Don't confuse this with rule changes. These are only decisions that are affected, not Rules. Most of the decisions on that list are being revised for better clarity, or they are being deleted because they aren't needed. There are actually only a couple of new decisions. 

The Rules of Golf are only changed to any significant extent every fourth year unless a major issue pops up... the next such change will be in 2012.


----------



## broken tee (Jan 13, 2008)

Ok Rick I read the articles and the decisions are good and sound can't even think of why I would question them. The only thing I would change if I was on the rules commitee is the measuring devices, ban them all. Make just like it was when you and I were watching Shells wonderful World of Golf... the mind of the Golfer and his caddy even general play.


----------



## Fourputt (Nov 18, 2006)

broken tee said:


> Ok Rick I read the articles and the decisions are good and sound can't even think of why I would question them. The only thing I would change if I was on the rules commitee is the measuring devices, ban them all. Make just like it was when you and I were watching Shells wonderful World of Golf... the mind of the Golfer and his caddy even general play.

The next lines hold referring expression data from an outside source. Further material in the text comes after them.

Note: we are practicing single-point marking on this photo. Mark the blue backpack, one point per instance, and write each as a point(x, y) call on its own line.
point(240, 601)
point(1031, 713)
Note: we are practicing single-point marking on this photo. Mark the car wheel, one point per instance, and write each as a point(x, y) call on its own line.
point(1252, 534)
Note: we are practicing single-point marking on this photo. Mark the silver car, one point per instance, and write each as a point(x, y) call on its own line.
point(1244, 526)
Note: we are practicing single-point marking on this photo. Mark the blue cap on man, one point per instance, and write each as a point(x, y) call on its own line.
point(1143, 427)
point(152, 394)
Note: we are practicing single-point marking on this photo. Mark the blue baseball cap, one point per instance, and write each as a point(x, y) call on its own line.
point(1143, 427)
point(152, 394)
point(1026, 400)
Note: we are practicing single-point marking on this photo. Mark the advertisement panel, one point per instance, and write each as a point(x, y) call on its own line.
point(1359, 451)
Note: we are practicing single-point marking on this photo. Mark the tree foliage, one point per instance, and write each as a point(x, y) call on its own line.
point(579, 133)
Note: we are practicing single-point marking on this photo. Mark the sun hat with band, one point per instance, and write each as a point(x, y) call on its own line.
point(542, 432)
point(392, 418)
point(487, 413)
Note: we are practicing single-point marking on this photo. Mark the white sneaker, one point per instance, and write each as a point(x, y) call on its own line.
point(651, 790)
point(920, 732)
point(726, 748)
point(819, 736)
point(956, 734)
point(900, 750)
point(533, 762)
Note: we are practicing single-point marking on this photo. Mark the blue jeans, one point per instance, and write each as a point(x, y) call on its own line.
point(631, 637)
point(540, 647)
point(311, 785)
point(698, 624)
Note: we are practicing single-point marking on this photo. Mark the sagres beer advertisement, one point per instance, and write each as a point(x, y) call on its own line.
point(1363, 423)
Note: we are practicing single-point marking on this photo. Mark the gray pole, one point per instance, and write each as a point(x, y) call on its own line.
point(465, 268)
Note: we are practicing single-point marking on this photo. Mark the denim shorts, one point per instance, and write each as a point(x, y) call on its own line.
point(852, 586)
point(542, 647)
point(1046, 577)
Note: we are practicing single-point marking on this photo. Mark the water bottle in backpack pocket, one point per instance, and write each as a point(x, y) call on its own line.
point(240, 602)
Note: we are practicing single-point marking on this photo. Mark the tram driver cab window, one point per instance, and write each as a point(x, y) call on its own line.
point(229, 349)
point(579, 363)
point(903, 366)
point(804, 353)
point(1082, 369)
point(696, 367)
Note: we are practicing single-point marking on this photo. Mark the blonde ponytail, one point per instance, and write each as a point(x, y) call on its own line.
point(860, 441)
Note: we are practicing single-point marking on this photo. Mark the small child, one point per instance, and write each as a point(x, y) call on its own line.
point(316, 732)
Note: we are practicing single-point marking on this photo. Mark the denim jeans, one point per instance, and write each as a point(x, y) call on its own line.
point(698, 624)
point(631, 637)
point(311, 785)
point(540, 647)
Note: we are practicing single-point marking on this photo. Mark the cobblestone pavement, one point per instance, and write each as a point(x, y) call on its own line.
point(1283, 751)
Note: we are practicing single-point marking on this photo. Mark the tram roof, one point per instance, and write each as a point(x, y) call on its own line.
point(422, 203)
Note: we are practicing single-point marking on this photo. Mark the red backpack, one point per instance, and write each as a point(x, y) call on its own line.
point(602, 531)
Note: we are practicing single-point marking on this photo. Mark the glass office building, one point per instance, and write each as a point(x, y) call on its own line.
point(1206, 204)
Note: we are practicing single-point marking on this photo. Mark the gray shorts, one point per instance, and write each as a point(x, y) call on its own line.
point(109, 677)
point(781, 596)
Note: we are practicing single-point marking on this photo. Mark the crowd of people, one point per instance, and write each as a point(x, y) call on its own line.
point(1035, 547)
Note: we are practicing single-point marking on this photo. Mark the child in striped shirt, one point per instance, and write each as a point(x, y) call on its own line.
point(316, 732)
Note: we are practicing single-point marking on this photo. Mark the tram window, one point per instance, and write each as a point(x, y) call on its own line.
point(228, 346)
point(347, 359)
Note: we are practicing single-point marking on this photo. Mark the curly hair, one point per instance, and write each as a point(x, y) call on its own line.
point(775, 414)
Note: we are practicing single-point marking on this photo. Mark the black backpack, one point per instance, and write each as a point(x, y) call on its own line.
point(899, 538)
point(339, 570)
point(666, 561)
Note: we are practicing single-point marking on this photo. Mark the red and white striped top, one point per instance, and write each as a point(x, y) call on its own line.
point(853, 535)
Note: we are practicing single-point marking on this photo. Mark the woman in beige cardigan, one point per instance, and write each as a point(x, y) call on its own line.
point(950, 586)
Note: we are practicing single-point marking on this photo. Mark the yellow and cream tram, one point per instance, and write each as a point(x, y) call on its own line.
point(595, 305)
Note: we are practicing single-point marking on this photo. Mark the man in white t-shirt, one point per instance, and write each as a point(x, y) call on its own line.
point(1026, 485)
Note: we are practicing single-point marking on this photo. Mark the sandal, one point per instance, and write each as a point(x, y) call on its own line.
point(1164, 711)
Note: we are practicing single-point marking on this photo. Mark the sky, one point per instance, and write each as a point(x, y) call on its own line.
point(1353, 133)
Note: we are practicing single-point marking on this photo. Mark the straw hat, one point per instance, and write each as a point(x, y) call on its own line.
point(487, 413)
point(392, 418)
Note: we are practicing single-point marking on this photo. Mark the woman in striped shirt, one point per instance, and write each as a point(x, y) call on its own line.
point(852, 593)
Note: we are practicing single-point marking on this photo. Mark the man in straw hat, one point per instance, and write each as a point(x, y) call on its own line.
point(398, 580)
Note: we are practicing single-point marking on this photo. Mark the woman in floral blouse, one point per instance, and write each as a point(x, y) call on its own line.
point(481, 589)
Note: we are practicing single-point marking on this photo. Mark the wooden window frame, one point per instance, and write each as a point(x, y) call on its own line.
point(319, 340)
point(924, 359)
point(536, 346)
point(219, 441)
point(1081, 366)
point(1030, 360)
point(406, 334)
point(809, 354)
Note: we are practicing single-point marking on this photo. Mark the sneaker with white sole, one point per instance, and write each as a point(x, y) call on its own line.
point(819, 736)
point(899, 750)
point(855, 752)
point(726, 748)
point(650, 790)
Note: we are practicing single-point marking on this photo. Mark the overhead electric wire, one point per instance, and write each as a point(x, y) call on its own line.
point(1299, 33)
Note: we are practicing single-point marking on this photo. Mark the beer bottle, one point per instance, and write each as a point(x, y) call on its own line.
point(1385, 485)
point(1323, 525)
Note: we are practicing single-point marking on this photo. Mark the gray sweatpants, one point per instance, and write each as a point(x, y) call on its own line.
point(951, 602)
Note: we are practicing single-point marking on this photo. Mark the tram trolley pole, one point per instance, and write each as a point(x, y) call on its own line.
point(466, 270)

But the devices are a substitute for the caddy. Besides, I spend some $500+ on my GPS and laser.... gotta use them for a few more years just to get my money's worth.


----------



## broken tee (Jan 13, 2008)

Fourputt said:


> But the devices are a substitute for the caddy. Besides, I spend some $500+ on my GPS and laser.... gotta use them for a few more years just to get my money's worth.


I know, I'd feel the same way, besides I'd like one and my conscience, well, she says no!


----------